Haitian Vodun or Voodoo Zombie:
In Haiti “Zombie” (Hatian Creole: zonbi; North Mbundu: nzumbe) is a term to describe an animated corpse that has been brought back to life through mystical means, such as witchcraft.
According to the tenets of Vodoun, a deceased person can be revived by a bokor, or sorcerer. The “reanimated” person becomes a Zombie, and remains under the control and command of the bokor for the remainder of their life. There are rumors in Vodoun legend that state: “feeding a Zombie salt will make it return to the grave”, but this is only legend.
Harvard ethnobotanist, Wade Davis, presented a pharmacological case for the existence of Zombies in his book, The Serpent and the Rainbow (1985). Davis traveled to Haiti in 1982 and, as a result of his intense investigations, claimed that a living person can be turned into a zombie by using two special powders. These powders include tetrodotoxin, a powerful and often fatal neurotoxin found in pufferfish, and dissociative drugs such as datura. The powders, once introduced to the bloodstream, spread quickly through the body and create a death-like state. But sometimes the poisons prove too much, and the victims body fails.

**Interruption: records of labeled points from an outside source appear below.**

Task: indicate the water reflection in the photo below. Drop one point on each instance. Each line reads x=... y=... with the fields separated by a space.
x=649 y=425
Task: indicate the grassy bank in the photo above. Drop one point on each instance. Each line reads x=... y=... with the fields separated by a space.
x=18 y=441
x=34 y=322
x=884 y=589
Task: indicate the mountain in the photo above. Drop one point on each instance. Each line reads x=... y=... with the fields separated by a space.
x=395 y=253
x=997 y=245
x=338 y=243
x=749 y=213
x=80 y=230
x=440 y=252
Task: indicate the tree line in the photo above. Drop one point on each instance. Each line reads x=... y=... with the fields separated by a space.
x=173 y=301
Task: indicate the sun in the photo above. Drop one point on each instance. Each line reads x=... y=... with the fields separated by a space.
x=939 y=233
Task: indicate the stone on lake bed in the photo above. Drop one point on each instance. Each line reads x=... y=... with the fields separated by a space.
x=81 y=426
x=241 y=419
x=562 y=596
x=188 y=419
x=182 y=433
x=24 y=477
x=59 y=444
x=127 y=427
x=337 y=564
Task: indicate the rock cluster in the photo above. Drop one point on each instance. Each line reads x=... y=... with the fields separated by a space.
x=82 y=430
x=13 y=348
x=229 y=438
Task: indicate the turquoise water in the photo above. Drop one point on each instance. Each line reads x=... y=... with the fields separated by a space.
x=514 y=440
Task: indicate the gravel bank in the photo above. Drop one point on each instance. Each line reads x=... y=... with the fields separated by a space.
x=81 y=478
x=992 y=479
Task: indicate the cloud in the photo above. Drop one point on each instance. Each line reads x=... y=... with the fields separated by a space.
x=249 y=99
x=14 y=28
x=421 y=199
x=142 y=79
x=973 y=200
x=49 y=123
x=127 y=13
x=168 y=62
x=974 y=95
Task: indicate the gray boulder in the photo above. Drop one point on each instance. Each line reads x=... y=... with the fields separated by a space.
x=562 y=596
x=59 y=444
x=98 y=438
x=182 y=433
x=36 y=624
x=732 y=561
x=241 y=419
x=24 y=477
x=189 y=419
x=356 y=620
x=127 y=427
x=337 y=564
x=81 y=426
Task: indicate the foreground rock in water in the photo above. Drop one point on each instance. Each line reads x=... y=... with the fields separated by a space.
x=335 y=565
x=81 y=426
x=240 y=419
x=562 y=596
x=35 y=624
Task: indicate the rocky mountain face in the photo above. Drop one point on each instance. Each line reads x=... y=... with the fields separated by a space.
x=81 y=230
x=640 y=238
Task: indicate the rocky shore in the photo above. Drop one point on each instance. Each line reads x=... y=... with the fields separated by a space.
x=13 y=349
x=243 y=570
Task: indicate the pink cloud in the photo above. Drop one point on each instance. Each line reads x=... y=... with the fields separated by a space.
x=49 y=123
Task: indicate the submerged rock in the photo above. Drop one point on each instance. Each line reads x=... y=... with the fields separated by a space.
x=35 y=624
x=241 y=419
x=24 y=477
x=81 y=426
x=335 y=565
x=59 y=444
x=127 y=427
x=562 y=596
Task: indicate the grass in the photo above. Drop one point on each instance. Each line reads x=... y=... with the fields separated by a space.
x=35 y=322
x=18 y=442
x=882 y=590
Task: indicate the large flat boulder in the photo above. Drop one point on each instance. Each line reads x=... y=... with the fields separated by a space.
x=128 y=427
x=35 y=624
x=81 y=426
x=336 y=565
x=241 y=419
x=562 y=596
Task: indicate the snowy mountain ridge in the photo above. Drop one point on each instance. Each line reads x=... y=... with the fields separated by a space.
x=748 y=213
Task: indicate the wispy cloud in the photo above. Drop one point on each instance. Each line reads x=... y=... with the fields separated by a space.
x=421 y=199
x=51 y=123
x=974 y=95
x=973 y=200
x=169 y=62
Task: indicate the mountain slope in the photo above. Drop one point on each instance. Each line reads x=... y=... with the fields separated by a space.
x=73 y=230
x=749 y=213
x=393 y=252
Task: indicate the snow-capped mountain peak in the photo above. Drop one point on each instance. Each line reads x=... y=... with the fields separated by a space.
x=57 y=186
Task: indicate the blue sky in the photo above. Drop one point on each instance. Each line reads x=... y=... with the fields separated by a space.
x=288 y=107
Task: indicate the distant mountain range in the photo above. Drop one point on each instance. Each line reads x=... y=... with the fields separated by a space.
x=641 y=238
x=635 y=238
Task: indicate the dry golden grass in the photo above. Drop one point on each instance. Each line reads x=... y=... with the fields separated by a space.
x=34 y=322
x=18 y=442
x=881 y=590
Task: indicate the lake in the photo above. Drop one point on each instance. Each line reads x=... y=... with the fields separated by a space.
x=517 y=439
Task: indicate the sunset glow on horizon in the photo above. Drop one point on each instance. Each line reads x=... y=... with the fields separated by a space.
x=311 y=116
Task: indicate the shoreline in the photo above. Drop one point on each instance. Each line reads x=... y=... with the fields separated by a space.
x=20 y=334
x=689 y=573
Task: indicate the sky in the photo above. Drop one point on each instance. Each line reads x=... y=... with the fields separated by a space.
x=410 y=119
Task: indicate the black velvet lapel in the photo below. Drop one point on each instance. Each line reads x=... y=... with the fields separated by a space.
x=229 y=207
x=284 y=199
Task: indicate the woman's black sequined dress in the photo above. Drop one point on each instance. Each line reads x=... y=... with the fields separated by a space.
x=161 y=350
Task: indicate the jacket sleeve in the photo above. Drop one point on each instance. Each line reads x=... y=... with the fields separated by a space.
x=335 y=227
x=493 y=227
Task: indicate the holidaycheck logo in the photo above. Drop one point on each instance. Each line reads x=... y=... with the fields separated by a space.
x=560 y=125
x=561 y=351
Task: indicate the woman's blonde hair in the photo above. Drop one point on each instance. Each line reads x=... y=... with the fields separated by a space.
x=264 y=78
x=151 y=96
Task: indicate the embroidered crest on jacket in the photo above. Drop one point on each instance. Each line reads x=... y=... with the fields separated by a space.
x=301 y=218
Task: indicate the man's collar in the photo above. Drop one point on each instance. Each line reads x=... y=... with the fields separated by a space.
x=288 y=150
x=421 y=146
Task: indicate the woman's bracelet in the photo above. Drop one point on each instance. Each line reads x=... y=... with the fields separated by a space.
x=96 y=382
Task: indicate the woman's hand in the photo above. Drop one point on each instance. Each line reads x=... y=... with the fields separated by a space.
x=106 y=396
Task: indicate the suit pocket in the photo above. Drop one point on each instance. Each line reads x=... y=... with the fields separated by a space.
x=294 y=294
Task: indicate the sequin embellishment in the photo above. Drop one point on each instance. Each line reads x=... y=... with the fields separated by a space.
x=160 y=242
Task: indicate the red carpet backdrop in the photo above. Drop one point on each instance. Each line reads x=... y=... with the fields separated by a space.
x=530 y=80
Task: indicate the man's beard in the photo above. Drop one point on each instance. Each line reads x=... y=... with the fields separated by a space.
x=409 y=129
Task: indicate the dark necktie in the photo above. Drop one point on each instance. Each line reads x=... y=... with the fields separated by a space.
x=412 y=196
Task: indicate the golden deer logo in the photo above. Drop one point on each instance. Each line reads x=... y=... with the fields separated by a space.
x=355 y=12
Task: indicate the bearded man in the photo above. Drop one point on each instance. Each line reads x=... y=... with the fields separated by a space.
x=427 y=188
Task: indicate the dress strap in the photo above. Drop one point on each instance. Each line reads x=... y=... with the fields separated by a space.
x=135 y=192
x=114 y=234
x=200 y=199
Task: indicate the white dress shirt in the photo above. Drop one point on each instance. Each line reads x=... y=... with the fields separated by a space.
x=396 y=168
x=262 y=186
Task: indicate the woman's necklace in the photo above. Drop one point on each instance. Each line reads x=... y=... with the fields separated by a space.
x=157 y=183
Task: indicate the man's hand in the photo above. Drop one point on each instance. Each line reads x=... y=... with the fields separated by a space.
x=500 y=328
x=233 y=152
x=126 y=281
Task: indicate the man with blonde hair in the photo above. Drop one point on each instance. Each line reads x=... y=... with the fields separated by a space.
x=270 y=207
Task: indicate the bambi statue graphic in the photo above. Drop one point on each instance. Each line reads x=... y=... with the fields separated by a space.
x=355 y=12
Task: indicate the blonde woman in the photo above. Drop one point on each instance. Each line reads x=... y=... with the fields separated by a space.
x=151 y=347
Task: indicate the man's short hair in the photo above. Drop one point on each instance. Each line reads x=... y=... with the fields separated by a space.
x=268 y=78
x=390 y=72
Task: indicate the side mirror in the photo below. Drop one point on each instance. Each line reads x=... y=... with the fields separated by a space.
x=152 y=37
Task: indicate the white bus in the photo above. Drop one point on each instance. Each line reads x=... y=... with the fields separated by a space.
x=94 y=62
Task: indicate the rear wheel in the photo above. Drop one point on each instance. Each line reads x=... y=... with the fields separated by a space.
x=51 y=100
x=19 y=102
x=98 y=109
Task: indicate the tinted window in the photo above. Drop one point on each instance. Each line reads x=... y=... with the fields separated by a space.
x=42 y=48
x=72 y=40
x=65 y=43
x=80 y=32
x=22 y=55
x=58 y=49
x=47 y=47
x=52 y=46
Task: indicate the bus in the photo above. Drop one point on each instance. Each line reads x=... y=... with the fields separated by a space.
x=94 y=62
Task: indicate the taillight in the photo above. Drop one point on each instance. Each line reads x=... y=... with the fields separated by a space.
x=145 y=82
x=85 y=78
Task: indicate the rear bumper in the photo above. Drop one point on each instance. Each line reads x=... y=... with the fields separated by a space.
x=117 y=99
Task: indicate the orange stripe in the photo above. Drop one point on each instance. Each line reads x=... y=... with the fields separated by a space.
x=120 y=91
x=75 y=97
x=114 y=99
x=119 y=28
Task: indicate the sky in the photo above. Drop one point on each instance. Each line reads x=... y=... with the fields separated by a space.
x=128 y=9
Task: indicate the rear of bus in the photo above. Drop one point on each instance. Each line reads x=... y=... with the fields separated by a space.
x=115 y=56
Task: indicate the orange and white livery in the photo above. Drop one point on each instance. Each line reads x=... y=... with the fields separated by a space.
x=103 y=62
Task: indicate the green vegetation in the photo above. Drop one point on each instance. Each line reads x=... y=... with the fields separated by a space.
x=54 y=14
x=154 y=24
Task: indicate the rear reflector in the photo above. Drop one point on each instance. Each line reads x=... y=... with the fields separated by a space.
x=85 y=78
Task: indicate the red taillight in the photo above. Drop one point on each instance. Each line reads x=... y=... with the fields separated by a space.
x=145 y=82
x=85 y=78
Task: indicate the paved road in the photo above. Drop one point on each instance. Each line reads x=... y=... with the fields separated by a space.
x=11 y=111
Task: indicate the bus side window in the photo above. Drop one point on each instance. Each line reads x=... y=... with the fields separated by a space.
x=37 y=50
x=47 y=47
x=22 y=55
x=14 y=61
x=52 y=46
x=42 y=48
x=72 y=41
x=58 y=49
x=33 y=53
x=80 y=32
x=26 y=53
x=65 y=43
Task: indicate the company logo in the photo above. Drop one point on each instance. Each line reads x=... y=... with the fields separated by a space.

The initial state of Zombie poisoning (as we’ll call it from here on) is a death-like suspended animation, followed by a re-awakening – often after being buried alive – into a psychotic state. Combined with the psychosis induced by the drug, the psychological trauma of being buried alive and strong cultural beliefs; the victim often reconstructs their identity as that of a Zombie. Social reinforcement of their beliefs “confirm” for the victim their Zombie state. Vodun Zombies are often found meandering through graveyards, one of the only places they know to call “home”.
Scottish psychiatrist, R. D. Laing, highlighted the link between social and cultural expectations and compulsion, in the context of schizophrenia and other mental illnesses, suggesting that schizogenesis may account for some of the psychological aspects of zombification.
Vodun Zombie poisoning is often used as a tool for revenge, slavery, extortion, and experimentation, but the most frightening thing about the Vodun Zombie isn’t the “Zombie” itself, it’s the fact that people have been and are continuing to be poisoned, buried alive, and then shunned from society as though they are the reanimated dead.